Bill, film review
PG) Richard Bracewell, 94 mins Starring: Mathew Baynton, Simon Farnaby
TV's Blackadder has been this way before but Richard Bracewell's Elizabethan-era comedy, starring the cast of Horrible Histories and Yonderland, is brisk, cheery fare that yields as many laughs as it does groans. Mathew Baynton plays a youthful Bill Shakespeare, not yet famous, living in Stratford with his wife, Anne Hathaway, and kids, at first convinced he should be a musician, not a writer.

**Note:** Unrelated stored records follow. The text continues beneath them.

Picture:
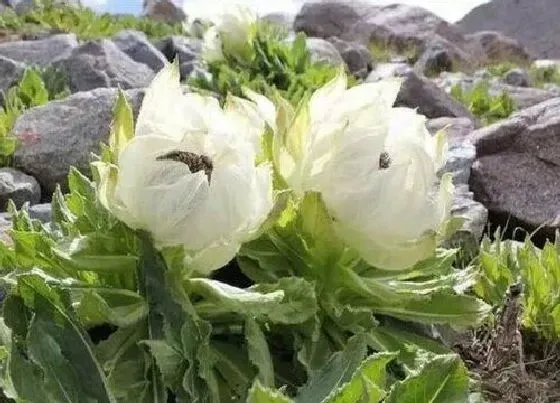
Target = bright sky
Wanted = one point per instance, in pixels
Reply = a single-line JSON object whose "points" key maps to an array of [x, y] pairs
{"points": [[451, 10]]}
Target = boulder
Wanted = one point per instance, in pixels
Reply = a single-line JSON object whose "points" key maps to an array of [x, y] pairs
{"points": [[517, 77], [499, 48], [67, 132], [164, 10], [18, 187], [399, 26], [10, 73], [356, 56], [137, 46], [431, 101], [42, 52], [98, 64], [323, 51], [460, 157], [516, 174], [187, 49]]}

It is only when he is thrown out of indie mandolin band Mortal Coil (cue jokes about shuffling off) that he heads off to London to pursue a career as a writer and thesp.
A deliberately convoluted plot has the dastardly King Philip II of Spain angling for the throne of Queen Elizabeth (Helen McCrory, looking suitably regal and grotesque under layers of make-up and sounding shriller than Miranda "off with their heads" Richardson in the same role). Some of the puns and visual gags are weak but the film-makers keep them coming – and they always stumble on one that works sooner or later. The performances are engaging, too, ranging from the antic foppery of Simon Farnaby's Earl of Croydon to the comic dourness of Laurence Rickard's Walsingham.